Portland 90, Houston 90 (0:33.8, fourth): Well, the Blazers did briefly take a 10-point lead, but we’ve got another barnburner tonight. Houston has the ball and a chance to take the lead for the first time in the fourth quarter. The Rockets are finishing with Chuck Hayes at power forward for defensive purposes and Aaron Brooks at the point. Portland has Rudy Fernandez and Brandon Roy together in the backcourt, Roy playing the point, with Travis Outlaw and the starters up front. Roy has really not been on his game tonight, shooting 4-of-16 with four turnovers. No one else has stepped up as the go-to guy.
Portland 90, Houston 90 (end regulation): Ron Artest taketh away, Ron Artest giveth. A disastrous possession on offense for the Rockets saw only Artest touch the ball before taking a contested three. However, Artest stripped Brandon Roy going up at the buzzer, and thus overtime. While this is going to make it a late night on I-5 for me, I’m looking forward to five more minutes of intensity from this crowd.
Portland 101, Houston 99 (final, OT): Unable to buy a basket for 52 minutes and 58 seconds, Brandon Roy picked the right time to come alive. Roy hit two of the most improbable shots you’ll see in the final two seconds as the Blazers twice won this game (sort of). First, Roy hit on the secondary break to untie the game at put the Blazers up with 1.9 seconds remaining. Then Yao Ming topped him with a turnaround from the post plus the foul to give Houston a one-point lead with eight-tenths of a second on the clock.
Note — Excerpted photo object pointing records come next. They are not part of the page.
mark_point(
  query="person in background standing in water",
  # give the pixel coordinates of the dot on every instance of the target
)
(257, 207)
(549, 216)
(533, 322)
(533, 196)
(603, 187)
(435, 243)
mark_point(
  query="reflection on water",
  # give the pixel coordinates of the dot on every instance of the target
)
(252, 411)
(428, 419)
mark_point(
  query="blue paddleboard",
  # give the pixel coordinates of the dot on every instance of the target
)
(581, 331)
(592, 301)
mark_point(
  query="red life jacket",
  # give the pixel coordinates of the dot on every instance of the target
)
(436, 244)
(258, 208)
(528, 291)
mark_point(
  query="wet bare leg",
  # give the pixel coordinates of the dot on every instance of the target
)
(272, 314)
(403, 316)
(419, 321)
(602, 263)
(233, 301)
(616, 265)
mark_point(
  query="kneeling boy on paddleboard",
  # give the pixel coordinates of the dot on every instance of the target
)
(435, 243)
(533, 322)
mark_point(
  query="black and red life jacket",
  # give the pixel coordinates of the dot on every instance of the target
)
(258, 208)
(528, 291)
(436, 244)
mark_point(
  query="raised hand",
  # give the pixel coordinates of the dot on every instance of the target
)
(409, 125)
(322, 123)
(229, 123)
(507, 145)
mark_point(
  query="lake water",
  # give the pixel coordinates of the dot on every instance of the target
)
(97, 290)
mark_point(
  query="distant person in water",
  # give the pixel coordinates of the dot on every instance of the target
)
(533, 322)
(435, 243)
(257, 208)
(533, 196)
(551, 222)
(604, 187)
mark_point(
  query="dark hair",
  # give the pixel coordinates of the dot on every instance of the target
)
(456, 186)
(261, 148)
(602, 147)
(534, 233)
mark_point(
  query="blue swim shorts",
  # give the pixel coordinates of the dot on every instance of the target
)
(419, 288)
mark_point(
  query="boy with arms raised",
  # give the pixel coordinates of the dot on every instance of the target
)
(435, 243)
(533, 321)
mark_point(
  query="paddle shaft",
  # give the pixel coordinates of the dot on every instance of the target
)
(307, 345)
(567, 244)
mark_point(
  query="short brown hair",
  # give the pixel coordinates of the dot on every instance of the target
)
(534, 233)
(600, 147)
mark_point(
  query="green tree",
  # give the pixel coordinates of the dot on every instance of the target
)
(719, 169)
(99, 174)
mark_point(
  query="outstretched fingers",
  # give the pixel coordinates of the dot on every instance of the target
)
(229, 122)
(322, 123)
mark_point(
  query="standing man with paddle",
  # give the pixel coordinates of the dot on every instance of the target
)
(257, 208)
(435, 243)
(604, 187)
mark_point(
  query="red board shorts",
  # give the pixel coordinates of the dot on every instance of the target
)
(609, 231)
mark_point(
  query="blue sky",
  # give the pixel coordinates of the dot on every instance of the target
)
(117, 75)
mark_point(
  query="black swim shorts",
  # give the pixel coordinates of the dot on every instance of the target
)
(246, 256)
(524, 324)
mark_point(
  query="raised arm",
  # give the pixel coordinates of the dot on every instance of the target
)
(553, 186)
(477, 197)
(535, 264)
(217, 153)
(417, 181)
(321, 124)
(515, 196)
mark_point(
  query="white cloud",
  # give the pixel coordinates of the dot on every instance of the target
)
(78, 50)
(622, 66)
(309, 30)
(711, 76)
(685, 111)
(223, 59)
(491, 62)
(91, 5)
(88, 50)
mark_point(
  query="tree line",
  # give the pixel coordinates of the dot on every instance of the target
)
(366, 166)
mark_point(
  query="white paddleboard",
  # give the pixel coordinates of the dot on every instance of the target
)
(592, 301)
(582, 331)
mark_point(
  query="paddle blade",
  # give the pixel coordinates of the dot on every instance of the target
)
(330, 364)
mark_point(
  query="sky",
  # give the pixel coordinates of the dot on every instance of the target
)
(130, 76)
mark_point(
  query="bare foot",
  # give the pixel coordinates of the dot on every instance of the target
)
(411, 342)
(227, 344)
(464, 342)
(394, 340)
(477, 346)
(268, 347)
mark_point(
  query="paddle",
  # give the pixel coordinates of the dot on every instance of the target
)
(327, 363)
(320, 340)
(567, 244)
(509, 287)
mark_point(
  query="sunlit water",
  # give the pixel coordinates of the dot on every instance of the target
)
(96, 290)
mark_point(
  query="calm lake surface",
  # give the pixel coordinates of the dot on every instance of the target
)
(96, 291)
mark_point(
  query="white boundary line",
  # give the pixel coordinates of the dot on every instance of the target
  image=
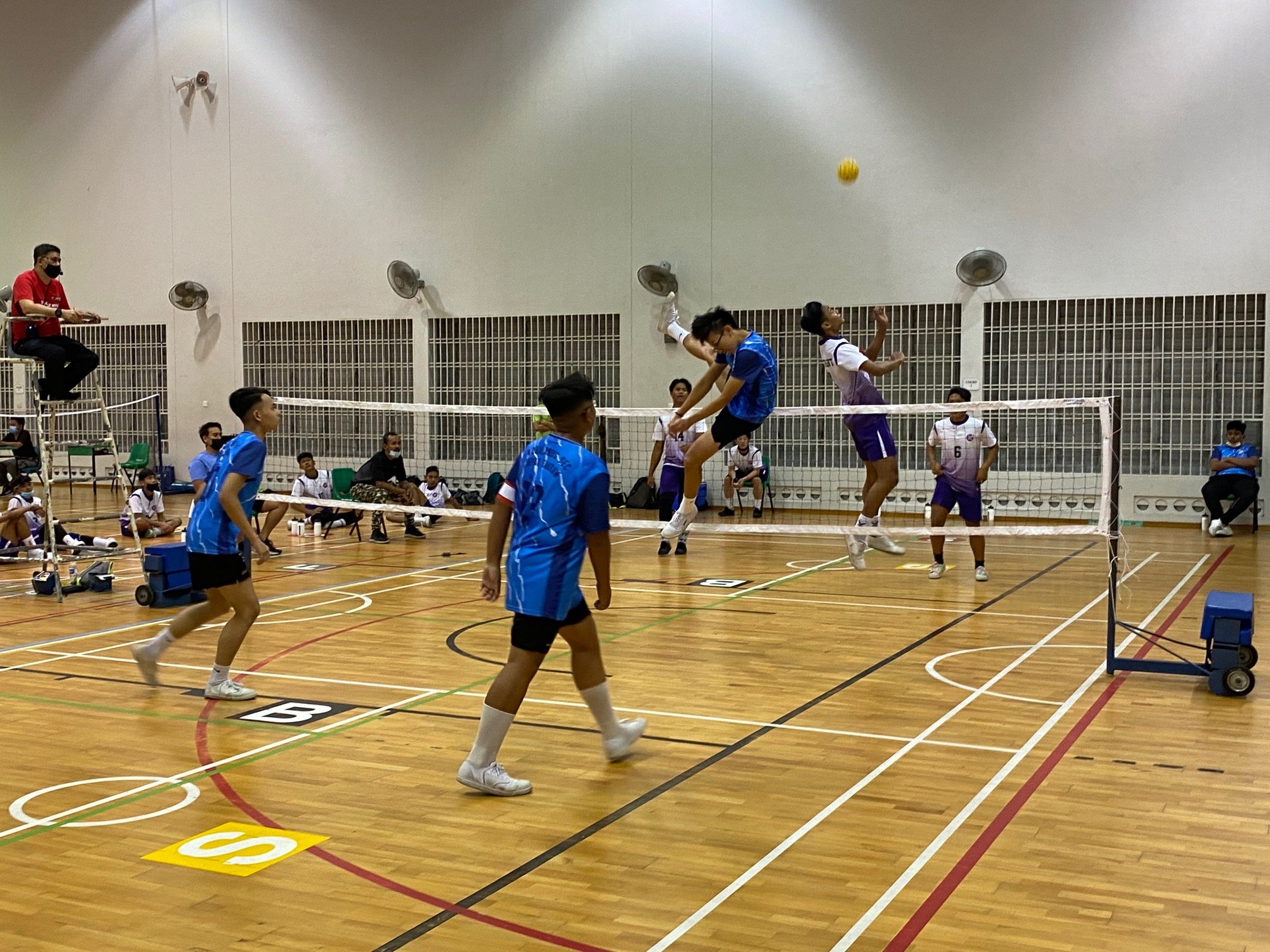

After a timeout, the Blazers inbounded to Roy, who immediately turned and fired from about 30 feet out on the left wing and saw his prayer splash through the net just after the buzzer, handing the hosts a 101-99 victory amid delirium in the Rose Garden stands. From an analytical perspective, hitting that shot tells us nothing about the Blazers. However, this was a team that needed this win to feel good about themselves minus Greg Oden. 2-3 feels a lot different than 1-4 this time of year.
“Hey Kevin, welcome to Portland,” says Ben Golliver of Blazer’s Edge. Really, is every game going to be like this?